La migración no es un fenómeno desconocido y mucho menos nuevo en nuestro país. Como prácticamente en todas las naciones de occidente, e incluso del oriente y oriente medio, nuestra población es fundamentalmente mestiza, producto de la mezcla cultural que nace de los movimientos territoriales de personas. Quien hable de razas puras es un ignorante contumaz.
No hay en la historia de la humanidad migraciones masivas voluntarias. Todas responden a situaciones de conflicto, como la pobreza, la violencia, el hambre. Nadie lo deja todo atrás y se aventura a riesgos inimaginables que pueden costarle la vida por el simple gusto de hacerlo. Menos, cargando consigo a menores de edad. A sus propios hijos.
Lo que está sucediendo en estos momentos más allá de la frontera sur de México es resultado del fracaso de modelos políticos y sociales retardatarios, autoritarios y violentos –algunos, impuestos por Estados Unidos; otros, anclados en el más rancio estalinismo- que han terminado por depauperar por completo a varias naciones centroamericanas, donde las únicas opciones que les han dejado a sus habitantes son escoger entre morir asesinados o de hambre, o bien salir huyendo en busca de por lo menos sobrevivir.

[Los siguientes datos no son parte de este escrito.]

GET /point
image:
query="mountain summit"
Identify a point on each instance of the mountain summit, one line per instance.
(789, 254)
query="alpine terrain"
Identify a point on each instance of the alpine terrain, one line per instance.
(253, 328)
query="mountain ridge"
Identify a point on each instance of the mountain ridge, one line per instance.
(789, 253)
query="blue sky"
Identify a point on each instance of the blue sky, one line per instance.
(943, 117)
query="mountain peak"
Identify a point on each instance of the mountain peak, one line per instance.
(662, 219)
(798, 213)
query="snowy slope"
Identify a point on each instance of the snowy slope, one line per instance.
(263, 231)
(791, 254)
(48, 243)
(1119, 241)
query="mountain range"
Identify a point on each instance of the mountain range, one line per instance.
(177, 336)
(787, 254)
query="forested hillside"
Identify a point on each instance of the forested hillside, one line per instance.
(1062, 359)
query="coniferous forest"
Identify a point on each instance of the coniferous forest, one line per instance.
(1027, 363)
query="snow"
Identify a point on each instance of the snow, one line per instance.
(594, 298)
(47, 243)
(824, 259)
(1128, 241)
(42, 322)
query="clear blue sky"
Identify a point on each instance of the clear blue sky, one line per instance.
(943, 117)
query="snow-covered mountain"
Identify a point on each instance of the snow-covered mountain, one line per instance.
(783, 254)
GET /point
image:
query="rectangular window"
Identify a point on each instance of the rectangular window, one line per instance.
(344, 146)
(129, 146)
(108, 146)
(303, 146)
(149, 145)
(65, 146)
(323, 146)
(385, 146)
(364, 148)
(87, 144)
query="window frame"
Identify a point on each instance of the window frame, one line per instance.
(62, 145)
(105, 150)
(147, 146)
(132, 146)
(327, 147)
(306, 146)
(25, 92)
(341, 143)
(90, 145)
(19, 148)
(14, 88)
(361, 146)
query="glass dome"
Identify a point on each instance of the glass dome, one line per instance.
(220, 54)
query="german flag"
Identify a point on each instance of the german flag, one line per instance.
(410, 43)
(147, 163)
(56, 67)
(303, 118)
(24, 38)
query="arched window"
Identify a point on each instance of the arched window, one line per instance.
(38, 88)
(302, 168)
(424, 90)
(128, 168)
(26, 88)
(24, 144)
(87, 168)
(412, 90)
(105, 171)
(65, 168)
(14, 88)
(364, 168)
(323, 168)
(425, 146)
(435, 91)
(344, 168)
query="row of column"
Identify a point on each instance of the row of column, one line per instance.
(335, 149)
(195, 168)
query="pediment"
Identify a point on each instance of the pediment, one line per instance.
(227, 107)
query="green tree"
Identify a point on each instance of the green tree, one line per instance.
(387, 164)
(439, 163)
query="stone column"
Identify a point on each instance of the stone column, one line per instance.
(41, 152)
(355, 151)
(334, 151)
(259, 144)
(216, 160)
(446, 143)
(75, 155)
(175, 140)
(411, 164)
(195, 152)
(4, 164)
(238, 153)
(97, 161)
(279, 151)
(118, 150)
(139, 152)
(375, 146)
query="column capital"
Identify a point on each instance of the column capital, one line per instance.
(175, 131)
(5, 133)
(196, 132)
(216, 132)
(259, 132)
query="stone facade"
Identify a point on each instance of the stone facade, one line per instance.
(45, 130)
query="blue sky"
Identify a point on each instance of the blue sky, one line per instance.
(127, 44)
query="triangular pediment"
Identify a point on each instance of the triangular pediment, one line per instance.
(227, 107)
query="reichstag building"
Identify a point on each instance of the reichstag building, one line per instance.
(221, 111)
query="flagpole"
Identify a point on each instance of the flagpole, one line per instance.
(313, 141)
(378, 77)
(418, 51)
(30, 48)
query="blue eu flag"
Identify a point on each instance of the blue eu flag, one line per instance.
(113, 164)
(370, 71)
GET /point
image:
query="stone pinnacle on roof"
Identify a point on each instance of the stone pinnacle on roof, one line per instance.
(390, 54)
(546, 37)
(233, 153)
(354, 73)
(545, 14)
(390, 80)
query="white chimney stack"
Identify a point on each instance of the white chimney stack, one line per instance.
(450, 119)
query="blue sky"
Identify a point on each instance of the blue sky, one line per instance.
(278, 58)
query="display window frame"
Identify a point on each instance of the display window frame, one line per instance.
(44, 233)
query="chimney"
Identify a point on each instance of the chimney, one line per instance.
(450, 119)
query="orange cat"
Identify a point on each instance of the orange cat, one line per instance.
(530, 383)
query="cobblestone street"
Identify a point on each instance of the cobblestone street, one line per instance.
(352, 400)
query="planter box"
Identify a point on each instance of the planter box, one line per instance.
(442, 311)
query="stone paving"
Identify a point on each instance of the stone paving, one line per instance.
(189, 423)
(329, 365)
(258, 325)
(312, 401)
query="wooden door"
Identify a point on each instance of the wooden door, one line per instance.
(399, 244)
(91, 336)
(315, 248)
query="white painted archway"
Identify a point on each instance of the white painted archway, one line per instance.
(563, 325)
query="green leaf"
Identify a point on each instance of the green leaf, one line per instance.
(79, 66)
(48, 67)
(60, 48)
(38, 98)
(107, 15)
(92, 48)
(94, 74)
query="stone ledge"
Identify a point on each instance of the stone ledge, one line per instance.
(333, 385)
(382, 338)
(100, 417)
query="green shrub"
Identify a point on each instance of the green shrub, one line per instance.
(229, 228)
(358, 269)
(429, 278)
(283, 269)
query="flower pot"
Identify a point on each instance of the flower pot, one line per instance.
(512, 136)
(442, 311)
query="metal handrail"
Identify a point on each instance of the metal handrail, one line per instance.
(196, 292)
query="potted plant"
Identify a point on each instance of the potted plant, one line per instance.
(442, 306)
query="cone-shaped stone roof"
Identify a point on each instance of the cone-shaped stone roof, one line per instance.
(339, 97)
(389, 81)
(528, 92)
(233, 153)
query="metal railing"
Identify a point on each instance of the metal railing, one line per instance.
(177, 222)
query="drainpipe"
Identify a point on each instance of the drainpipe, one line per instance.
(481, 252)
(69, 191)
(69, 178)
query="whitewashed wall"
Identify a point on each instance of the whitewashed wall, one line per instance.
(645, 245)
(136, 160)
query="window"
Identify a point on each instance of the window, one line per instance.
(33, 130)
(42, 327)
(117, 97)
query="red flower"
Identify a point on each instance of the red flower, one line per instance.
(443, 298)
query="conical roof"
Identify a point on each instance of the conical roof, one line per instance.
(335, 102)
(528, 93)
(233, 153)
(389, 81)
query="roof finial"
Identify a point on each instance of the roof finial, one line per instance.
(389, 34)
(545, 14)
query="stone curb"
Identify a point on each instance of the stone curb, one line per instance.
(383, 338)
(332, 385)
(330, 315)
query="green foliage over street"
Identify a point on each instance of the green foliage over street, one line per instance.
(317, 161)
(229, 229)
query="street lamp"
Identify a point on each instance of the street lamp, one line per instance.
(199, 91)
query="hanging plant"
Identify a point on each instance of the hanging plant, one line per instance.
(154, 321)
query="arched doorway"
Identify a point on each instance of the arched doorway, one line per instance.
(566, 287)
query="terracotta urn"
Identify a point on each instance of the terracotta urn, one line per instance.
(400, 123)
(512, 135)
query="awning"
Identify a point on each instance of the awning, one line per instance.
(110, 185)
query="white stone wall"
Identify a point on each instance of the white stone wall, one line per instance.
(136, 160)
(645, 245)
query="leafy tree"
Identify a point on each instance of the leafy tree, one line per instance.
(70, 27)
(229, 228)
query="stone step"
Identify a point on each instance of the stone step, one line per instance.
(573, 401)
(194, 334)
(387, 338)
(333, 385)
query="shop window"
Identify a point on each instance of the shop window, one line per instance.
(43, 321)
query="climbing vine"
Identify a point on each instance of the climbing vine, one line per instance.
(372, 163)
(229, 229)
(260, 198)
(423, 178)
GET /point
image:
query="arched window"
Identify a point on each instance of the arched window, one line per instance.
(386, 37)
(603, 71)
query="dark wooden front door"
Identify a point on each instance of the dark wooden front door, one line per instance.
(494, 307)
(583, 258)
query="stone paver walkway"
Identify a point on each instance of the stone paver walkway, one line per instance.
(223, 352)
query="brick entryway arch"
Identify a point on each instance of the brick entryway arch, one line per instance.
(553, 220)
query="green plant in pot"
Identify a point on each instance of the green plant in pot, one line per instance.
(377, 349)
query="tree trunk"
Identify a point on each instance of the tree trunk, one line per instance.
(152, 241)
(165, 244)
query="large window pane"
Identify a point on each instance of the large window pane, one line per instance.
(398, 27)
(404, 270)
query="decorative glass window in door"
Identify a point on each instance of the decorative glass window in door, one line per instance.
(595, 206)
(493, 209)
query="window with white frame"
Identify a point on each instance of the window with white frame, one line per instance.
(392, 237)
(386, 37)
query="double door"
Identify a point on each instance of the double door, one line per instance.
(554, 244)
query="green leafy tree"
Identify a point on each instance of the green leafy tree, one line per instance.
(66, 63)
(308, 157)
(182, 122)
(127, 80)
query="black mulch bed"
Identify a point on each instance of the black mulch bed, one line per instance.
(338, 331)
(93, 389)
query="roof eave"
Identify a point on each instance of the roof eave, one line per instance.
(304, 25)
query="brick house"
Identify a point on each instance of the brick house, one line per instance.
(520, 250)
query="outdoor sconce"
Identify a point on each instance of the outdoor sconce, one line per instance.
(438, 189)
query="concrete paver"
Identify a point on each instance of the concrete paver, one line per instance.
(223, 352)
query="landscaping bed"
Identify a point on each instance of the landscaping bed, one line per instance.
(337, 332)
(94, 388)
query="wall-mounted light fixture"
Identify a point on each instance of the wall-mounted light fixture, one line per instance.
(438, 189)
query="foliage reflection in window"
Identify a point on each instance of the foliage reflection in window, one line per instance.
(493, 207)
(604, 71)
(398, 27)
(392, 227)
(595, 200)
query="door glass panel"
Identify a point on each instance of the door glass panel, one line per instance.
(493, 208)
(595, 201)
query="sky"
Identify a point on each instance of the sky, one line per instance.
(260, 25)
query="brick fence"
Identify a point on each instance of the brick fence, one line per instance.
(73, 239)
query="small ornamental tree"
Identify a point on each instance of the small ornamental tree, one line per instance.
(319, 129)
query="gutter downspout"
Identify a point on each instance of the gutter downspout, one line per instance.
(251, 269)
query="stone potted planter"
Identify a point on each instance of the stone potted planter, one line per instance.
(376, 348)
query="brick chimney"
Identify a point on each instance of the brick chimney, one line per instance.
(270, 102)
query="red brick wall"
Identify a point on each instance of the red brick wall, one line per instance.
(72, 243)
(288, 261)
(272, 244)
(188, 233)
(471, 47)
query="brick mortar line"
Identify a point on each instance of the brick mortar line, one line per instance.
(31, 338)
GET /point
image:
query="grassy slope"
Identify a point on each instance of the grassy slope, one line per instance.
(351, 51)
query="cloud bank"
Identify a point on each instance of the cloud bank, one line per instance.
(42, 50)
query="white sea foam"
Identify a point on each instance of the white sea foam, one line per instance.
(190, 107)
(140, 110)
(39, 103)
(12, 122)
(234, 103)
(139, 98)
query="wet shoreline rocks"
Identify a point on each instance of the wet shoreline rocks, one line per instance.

Ni siquiera México es ajeno al fenómeno de expulsión de personas. Nuestro país recibirá en 2018 un aproximado de 33 mil millones de dólares por concepto de remesas ¡enviadas por los migrantes, en su mayoría indocumentados, desde los Estados Unidos! Dinero sin el cual, sin exagerar, hace mucho que la economía nacional habría colapsado.
La doble moral y la hipocresía de quienes se benefician de una u otra manera con estos recursos pero exigen echar a los migrantes centroamericanos es vomitiva. Ni hablar de quienes hoy gritan consignas cuasi-nazis, pero ayer se condolían por los niños sirios –que migraban hacia Europa- ahogados en el mar. Es que el tono de su piel no era (tan) morena.
Sin duda, existen mecanismos legales para dar cabida a la migración que deben activarse para evitar un problema social mayor. Pero la represión del gobierno mexicano a la caravana migrante en la frontera sur del viernes pasado fue un acto abominable. Uno más de los que marcarán el derrotero histórico de una administración abyecta como la de Enrique Peña Nieto, que decidió aceptar convertirse en el cancerbero rabioso de Estados Unidos, como lo advirtió el propio presidente Donald Trump al ufanarse de que el gobierno de México demostró que “respeta el liderazgo” de ese país. Aunque la verdad es que no se respeta ni a sí mismo.
Ninguna represión, ni siquiera la más sangrienta, ha detenido nunca los flujos migratorios en el mundo. Ésta no será la excepción. Si los migrantes centroamericanos decidieron huir de sus países sin nada, cruzar la frontera con México y adentrarse en un territorio donde les espera más violencia, discriminación, acechanza del crimen organizado y a muchos de ellos la muerte con tal de abrazar el sueño de una mejor vida, créalo: no habrá nada que los detenga.
En México, por lo pronto, nos quedamos sin autoridad moral para reclamar nada. El pequeño fascista que llevamos dentro desnudó nuestra miseria como sociedad.